Palate: Medium-bodied with dirty notes of saltwater, citrus, and herbs. The wife proposed a cocktail: smoked lemons and muddled mint with a salted rim. Citrusy brine and dirty coal smoke carried hints of sage and burning herbs. Mint and graphite appeared on the mid-palate as a slightly acrid smoke slid further into focus. Dirty and industrial on the one hand, burning herbs and cleansing rituals on the other, perhaps a cocktail was the best way to describe the experience.

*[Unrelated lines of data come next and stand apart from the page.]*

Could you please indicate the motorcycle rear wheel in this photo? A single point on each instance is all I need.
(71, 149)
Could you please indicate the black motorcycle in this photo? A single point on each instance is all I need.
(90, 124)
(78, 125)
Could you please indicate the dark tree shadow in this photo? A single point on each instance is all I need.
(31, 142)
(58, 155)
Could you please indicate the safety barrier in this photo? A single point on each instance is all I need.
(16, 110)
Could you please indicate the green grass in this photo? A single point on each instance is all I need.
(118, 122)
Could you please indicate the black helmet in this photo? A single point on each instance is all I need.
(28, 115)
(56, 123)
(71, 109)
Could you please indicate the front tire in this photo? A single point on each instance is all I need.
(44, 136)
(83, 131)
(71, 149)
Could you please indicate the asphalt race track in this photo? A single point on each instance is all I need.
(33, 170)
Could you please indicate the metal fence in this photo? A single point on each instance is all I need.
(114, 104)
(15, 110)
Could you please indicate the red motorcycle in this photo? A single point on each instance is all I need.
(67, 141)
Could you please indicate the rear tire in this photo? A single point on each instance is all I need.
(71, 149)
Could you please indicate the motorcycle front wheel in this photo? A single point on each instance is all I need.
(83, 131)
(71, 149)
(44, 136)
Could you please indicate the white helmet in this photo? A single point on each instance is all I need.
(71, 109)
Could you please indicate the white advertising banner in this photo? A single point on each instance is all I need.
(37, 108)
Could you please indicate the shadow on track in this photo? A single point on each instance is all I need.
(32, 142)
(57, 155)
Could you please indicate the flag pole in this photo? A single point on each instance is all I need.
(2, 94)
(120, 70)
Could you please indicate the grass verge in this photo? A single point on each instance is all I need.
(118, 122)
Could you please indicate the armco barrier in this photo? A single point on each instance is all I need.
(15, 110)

Finish: Lingering notes of smoky citrus and mineral-rich saltwater.


Score: 7

Mental Image: Burnt Sage & a Cocktail Cleanse


Notes: A robust and dirty Ledaig, this Maltman bottled for Shinanoya was absent some of the Ledaig funk but full-throated in its herbal-maritime embrace. It was brilliant, with loads of dirty coastal, industrial, and anthracite notes lingering in the air and across the palate. If there was one weakness, the flavor characteristics did not build over time but became a bit flat. Rather than a crescendo of complexity or intensity, the dram petered out as I sat with it— a strange evolution I noticed even more during subsequent tastings.

The wife declared it, “the kind of Ledaig I like,” and what more can I say. Though her initial notes are always brief and to the point— a style I am sure those who find me a bit wordy would enjoy— once she has had a few drams, she becomes more verbose with increasingly detailed and specific descriptions. I will never forget her describing a Craigellachie as “two dudes in pastel sundresses enjoying a late summer vineyard stroll.” That is a flavor note with some layers to unpack. She kept in simple with this, which reflected her enjoyment— though she was a bit more reserved on subsequent blind tastings of it.

Overall, my wife had a point— this was nice. It was that sort of bottle you might point to as being to essence of Ledaig. It had a bit in common with a Chieftain’s bottle I did not rate as highly; the difference was the clarity and crispness of flavors.